- Country: Nazi Germany
- Branch: Schutzstaffel
- Type: Security
- Size: Regiment
- Garrison/HQ: Wehrkreis XVII

= 5th SS Police Regiment =

The 5th SS Police Regiment (SS-Polizei-Regiment 5) was initially named the 5th Police Regiment (Polizei-Regiment 5) when it was formed in 1942 from existing Order Police (Ordnungspolizei) units for security duties in Occupied Serbia. It was redesignated as an SS unit in early 1943. The regiment was disbanded at the end of 1944.

==Formation and organization==
The regiment was ordered formed in July 1942 in Serbia, but the regimental headquarters was not formed until 29 November. Police Battalion 64 (Polizei-Bataillon 64) in Belgrade, Serbia, and Police Battalion 322 in Slovenia were redesignated as the regiment's first and second battalions, respectively, and the third battalion was raised in Berlin, Germany.

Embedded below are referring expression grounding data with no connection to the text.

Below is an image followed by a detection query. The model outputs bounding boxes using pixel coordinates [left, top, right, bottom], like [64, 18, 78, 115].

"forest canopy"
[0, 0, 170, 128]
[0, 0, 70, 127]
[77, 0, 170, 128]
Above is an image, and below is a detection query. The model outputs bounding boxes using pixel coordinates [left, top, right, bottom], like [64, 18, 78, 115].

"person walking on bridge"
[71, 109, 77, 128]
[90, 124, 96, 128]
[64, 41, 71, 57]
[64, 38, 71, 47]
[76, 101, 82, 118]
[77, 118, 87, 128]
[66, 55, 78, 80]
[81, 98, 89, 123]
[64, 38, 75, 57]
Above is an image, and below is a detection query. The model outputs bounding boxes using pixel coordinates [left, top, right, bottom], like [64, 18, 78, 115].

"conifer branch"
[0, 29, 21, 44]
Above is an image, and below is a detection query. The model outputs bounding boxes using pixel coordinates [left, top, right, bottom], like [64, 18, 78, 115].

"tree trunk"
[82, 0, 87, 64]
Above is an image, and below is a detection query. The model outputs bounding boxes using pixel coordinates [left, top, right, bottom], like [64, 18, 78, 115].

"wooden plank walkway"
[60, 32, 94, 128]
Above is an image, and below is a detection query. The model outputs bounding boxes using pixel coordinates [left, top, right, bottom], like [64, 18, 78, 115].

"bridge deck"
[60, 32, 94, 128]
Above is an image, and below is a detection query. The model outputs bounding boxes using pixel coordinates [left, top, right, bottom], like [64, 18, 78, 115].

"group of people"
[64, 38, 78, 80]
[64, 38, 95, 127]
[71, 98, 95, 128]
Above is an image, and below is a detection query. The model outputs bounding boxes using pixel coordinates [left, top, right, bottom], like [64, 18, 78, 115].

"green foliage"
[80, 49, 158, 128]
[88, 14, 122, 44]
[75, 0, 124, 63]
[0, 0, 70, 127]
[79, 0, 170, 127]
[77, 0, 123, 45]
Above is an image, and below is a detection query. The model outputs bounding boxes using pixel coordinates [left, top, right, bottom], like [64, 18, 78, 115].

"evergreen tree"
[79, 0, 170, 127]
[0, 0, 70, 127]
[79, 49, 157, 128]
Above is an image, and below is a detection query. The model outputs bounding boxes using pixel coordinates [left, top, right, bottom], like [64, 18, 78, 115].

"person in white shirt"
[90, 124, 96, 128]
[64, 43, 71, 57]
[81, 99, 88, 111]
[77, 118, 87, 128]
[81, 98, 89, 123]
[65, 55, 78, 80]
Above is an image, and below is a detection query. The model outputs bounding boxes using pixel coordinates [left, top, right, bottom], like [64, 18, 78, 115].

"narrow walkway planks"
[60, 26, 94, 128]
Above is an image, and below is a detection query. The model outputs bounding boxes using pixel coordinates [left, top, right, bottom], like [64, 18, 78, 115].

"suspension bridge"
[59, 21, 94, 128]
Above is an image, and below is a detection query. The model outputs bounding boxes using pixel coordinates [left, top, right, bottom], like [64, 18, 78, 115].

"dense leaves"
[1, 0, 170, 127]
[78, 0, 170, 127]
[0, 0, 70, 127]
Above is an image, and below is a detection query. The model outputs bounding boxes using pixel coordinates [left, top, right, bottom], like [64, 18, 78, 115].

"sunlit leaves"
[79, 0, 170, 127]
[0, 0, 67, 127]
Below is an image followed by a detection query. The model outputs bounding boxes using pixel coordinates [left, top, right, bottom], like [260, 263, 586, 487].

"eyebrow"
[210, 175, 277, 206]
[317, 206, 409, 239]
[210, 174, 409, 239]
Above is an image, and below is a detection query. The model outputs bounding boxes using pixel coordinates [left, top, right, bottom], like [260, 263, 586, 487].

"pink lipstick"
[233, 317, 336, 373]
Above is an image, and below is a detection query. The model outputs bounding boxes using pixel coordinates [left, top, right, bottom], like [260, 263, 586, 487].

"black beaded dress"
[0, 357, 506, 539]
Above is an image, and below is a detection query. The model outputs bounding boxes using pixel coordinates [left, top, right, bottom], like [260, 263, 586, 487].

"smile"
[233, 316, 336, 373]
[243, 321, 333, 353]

This battalion was disbanded before it ever left Berlin and it was replaced by the redesignation of the First Battalion of the 3rd Police Regiment (I./Polizei-Regiment 3) in January 1943. Brigadier General (Generalmajor der Schutzpolizei) Andreas May was the first regimental commander and remained in command until his death in June 1944. Lieutenant Colonel (Oberstleutenant der Schutzpolizei) Franz Lechthaler assumed command on 15 July and retained until sometime in late 1944.

All of these police regiments were redesignated as SS police units on 24 February 1943. The regiment was disbanded at the end of 1944 during the German withdrawal from Serbia.